Renklerin insan psikolojisi ve hisler üzerindeki tesirini anla­mak, tasarım süreçlerimiz için çok değerli. Biliyoruz ki, şuurlu yahut bi­linçsiz olarak hissettiklerimizi dışa­vurmak ve hatta bazen ruh halimizi değiştirmek için renkleri kullanıyo­ruz; zira farklı renklere duygusal ve içgüdüsel olarak reaksiyon veriyoruz. Kırmızılar bize güç verirken, ma­viler bizi sakinleştiriyor. Sarılar ruh halimizi yükseltip yaratıcılığımıza ilham veriyor; yeşiller zihnimizi te­mizleyip bizi dinlendiriyor.

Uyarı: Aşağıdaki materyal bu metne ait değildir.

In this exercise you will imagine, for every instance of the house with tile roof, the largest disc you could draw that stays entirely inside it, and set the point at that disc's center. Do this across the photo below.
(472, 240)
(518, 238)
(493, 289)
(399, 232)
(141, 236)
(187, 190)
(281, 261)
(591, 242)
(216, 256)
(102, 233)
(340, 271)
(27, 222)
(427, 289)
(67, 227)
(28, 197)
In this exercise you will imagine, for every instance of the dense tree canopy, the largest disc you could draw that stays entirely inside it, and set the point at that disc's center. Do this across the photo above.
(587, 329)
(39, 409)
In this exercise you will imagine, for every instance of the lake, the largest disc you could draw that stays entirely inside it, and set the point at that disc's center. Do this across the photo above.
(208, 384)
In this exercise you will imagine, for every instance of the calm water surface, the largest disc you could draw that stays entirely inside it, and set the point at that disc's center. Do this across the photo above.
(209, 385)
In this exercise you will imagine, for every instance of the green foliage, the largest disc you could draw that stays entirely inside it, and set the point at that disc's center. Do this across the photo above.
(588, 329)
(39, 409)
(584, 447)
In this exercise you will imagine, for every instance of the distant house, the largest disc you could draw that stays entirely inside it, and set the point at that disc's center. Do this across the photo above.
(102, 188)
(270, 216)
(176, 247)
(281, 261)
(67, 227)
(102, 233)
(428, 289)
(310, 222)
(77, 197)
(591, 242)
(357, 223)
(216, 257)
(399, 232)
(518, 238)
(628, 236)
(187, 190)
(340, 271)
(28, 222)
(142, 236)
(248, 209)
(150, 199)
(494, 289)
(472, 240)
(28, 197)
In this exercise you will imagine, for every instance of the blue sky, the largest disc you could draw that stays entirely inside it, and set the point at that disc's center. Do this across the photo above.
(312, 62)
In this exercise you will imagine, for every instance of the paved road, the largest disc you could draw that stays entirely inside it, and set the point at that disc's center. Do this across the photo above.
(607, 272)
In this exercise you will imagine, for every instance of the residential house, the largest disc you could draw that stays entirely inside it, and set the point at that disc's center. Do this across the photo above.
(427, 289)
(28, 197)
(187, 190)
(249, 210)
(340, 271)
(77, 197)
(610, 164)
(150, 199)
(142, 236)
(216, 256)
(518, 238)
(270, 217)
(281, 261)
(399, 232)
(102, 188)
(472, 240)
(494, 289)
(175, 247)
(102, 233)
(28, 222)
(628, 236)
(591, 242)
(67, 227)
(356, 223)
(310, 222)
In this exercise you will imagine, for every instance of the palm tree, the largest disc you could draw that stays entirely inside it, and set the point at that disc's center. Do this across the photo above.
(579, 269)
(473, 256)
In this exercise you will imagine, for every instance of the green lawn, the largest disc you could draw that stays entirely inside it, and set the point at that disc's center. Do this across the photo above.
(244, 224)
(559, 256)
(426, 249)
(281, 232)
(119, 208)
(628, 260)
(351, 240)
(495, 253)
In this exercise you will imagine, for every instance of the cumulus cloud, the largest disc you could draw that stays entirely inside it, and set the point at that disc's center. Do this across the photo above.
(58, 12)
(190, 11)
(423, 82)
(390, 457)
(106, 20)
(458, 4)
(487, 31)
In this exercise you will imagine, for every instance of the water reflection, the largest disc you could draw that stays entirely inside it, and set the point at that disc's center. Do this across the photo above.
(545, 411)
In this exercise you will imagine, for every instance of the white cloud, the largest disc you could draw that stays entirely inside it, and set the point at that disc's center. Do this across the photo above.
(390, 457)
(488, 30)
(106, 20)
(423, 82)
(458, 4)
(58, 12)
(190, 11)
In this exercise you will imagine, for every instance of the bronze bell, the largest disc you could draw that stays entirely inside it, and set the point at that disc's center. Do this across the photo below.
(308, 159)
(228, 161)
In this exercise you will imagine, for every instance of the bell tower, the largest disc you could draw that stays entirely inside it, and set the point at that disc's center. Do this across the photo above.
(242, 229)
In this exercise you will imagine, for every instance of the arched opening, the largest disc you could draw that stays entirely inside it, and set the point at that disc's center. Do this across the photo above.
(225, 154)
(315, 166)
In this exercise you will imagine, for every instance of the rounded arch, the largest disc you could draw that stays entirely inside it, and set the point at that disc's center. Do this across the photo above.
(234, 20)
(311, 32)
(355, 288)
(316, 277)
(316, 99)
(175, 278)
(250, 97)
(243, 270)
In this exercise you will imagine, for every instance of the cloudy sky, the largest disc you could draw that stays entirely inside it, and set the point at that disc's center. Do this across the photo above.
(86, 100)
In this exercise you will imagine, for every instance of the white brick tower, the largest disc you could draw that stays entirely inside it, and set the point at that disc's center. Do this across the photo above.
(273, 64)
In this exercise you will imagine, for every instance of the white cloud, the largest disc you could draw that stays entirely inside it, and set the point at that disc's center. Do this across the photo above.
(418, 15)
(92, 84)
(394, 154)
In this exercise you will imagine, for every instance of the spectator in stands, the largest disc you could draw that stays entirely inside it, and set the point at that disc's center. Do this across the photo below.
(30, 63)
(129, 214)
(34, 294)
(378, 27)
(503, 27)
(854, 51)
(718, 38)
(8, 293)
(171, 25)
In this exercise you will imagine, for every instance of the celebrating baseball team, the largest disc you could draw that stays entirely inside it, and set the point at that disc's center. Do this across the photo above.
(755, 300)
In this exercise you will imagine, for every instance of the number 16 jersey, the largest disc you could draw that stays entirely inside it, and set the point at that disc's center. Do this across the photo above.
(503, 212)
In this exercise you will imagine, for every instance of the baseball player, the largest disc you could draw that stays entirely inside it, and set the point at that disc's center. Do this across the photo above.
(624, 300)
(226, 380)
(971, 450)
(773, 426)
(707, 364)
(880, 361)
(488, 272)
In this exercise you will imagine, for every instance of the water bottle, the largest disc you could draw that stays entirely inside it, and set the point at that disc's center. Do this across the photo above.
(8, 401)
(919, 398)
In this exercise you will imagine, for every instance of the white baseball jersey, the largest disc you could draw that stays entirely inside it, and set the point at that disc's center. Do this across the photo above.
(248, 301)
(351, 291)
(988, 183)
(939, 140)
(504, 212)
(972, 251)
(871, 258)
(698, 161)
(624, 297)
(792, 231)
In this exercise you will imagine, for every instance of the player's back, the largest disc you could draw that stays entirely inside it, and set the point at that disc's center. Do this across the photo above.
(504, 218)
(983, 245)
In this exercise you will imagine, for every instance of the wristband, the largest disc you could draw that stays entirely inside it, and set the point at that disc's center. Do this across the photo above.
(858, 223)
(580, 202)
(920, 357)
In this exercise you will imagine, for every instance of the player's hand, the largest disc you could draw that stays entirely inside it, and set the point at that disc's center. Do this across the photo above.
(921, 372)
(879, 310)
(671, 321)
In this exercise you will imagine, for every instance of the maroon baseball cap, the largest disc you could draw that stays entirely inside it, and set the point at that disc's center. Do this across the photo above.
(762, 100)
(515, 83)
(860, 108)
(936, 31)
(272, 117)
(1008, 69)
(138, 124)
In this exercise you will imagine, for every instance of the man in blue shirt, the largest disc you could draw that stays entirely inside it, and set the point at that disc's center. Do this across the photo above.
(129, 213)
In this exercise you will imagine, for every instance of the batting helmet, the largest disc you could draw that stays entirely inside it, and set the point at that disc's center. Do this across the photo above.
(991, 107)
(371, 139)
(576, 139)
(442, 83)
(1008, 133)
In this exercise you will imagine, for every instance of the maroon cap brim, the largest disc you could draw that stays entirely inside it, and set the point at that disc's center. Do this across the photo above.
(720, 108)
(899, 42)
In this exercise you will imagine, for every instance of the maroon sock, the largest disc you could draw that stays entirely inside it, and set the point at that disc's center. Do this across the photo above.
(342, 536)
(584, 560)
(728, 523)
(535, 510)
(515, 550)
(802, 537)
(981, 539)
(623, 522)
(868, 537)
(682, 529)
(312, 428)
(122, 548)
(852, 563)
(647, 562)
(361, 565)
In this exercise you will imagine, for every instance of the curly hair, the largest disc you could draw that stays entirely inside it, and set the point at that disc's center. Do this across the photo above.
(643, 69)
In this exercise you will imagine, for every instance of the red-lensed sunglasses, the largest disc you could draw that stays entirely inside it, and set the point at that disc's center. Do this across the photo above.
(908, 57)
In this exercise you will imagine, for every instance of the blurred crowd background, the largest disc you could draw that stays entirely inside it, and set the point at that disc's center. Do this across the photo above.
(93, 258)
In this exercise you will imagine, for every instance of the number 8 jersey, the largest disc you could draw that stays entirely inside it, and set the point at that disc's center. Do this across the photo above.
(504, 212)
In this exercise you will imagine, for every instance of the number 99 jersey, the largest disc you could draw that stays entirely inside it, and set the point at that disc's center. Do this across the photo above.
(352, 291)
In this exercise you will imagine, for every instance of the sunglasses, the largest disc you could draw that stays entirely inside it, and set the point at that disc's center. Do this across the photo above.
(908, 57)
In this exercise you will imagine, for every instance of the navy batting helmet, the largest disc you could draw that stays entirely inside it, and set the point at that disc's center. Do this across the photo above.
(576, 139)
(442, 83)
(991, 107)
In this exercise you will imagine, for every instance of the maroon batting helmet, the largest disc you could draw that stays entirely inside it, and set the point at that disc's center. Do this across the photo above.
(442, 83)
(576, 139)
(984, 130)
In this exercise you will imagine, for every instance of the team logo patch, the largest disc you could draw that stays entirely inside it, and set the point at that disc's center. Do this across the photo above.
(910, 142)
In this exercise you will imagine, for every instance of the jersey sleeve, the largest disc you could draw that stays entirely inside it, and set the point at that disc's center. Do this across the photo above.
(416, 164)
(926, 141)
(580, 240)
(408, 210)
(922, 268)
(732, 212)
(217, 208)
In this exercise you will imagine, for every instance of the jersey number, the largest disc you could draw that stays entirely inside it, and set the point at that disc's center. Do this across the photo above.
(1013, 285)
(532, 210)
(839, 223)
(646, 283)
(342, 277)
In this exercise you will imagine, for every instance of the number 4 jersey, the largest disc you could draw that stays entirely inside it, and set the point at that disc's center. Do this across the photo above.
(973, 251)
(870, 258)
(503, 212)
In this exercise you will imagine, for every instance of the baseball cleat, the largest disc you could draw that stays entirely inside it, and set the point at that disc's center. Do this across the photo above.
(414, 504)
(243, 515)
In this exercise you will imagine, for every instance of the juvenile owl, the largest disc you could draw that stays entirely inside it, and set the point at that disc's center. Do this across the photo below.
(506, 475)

Bir koleksiyon oluştururken farklı hisleri yansıtan renklere yer veri­yoruz. Hem güç veren hem de sa­kinleştiren renkleri koleksiyonda bir ortaya getirerek bir ömür alanın­da yaratılmak istenilen duyguyu sağ­layan renkleri sunuyoruz.

Yaşam alanlarında ülkü olan renklerden ve 2024 moda renk­lerinden bahseder misiniz?

Bu yılki Tuval renk koleksiyonu­muzla herkesin içindeki sanatkara sesleniyoruz. Meskenlerine yaratıcılık­larını yansıtmak isteyen herkese il­ham verecek bu koleksiyonumuz, bu sene özel olarak tasarlanan 10 yeni renk ile birlikte tabiattan gelen top­lamda 23 renkten oluşuyor.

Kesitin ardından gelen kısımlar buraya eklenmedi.